In [2]:
# Add lib input sys.path
import os
import sys
import time

import pandas as pd
import numpy as np
import sklearn
import matplotlib.pyplot as plt
from scipy.optimize import minimize
import math
from sklearn.preprocessing import normalize
from functools import partial
import h5py
from scipy.spatial import distance

nb_dir = os.path.split(os.getcwd())[0]
if nb_dir not in sys.path:
    sys.path.append(nb_dir)

from matplotlib.colors import ListedColormap
import libs.linear_models as lm
import libs.data_util as data
import libs.nn as nn
import libs.plot as myplot

%matplotlib inline

#### Exercise 9.1

$x_g = (47,35)$, $x_b = (22, 40)$, $x_u = (21, 36)$

The distance from $x_u$ to Mr. Bad is closer than the distance to Mr. Good. So the BoL should NOT give hime credit.

If the income is measured in dollars, Mr. Unknown is closer to Mr. Good, so the BoL should give him credit.

In [5]:
# The distance between $x_u$ and the two points
print('--- Income measured in K')
xg = np.array([47, 35])
xb = np.array([22, 40])
xu = np.array([21, 36])

d_ug = np.linalg.norm(xu-xg)
d_ub = np.linalg.norm(xu-xb)
print(f"--- Distance from unknow to Mr. Good: {d_ug}")
print(f"--- Distance from unknow to Mr. Bad: {d_ub}")

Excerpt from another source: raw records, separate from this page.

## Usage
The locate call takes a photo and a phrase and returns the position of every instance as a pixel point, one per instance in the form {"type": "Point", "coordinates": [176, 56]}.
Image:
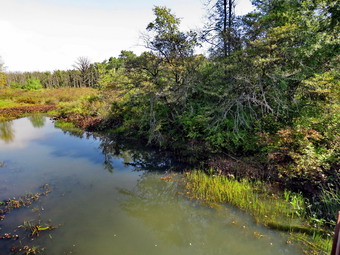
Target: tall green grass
{"type": "Point", "coordinates": [286, 212]}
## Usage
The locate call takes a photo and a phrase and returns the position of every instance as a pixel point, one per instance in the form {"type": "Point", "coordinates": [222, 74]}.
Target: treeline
{"type": "Point", "coordinates": [84, 74]}
{"type": "Point", "coordinates": [269, 89]}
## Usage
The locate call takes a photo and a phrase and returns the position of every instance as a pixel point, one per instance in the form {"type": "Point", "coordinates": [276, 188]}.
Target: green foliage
{"type": "Point", "coordinates": [33, 84]}
{"type": "Point", "coordinates": [286, 212]}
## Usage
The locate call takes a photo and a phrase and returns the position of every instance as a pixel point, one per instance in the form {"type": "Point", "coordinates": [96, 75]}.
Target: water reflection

print('--- Income measured in dollars')
# Income measured in dollars
xg = np.array([47, 35000])
xb = np.array([22, 40000])
xu = np.array([21, 36000])

d_ug = np.linalg.norm(xu-xg)
d_ub = np.linalg.norm(xu-xb)
print(f"--- Distance from unknow to Mr. Good: {d_ug}")
print(f"--- Distance from unknow to Mr. Bad: {d_ub}")

--- Income measured in K
--- Distance from unknow to Mr. Good: 26.019223662515376
--- Distance from unknow to Mr. Bad: 4.123105625617661
--- Income measured in dollars
--- Distance from unknow to Mr. Good: 1000.3379428972991
--- Distance from unknow to Mr. Bad: 4000.000124999998


#### Exercise 9.2

\begin{align*}
Z &= \gamma X \\
&= (I - \frac{1}{N}1 1^T)X \\
&= X - \frac{1}{N} 1 1^T X\\
&= X - 1\frac{1}{N} \begin{bmatrix}\sum^N_{i=1} x_{i1} & \sum^N_{i=1} x_{i2} & \dots & \sum^N_{i=1} x_{id}\end{bmatrix}  \\
&= X - 1\begin{bmatrix}\bar{x}_1 & \bar{x}_2 & \dots & \bar{x}_d\end{bmatrix}\\
&=  X - 1\bar{x}^T \\
\end{align*}

#### Exercise 9.3

\begin{align*}
Z &= \begin{bmatrix}z^T_1 \\ \dots \\ z^T_N \end{bmatrix}\\
&= \begin{bmatrix}(Dx_1)^T \\ \dots \\ (Dx_N)^T\end{bmatrix}\\
&= \begin{bmatrix}x_1^TD^T \\ \dots \\ x_N^TD^T \end{bmatrix}\\
&= \begin{bmatrix}x_1^TD \\ \dots \\ x_N^TD \end{bmatrix}\\
&= XD \\
\end{align*}

\begin{align*}
Z^TZ &= (XD)^TXD \\
&= D^TX^TXD\\
&= DX^TXD\\
\end{align*}

#### Exercise 9.4

* (a) $\text{variance}(x_1) = \text{variance}(\hat{x}_1) = 1$, $\text{variance}(x_2) = \text{variance}(\sqrt{1-\epsilon^2}\hat{x}_1+\epsilon\hat{x}_2) = (1-\epsilon^2)\text{variance}(\hat{x}_1)+ \epsilon^2 \text{variance}(\hat{x}_2) = 1$

$\text{covariance}(x_1,x_2) = E[(x_1 - \bar{x}_1)(x_2 - \bar{x}_2)] = E[x_1x_2] = E[\sqrt{1-\epsilon^2}\hat{x}^2_1 + \epsilon\hat{x}_1\hat{x}_2] = \sqrt{1-\epsilon^2}$

* (b) 

\begin{align*}
f(x) &= w_1x_1 + w_2x_2 \\
&= w_1\hat{x}_1 + w_2 (\sqrt{1-\epsilon^2}\hat{x}_1 + \epsilon \hat{x}_2) \\
&= (w_1 + w_2 \sqrt{1-\epsilon^2})\hat{x}_1 + w_2\epsilon \hat{x}_2 \\
&= \hat{w}_1\hat{x}_1 + \hat{w}_2 \hat{x}_2 \\
\end{align*}

So if we set $\hat{w}_1 = w_1 + w_2 \sqrt{1-\epsilon^2}, \hat{w}_2 = w_2\epsilon$, we see $f$ is linear in $x_1,x_2$.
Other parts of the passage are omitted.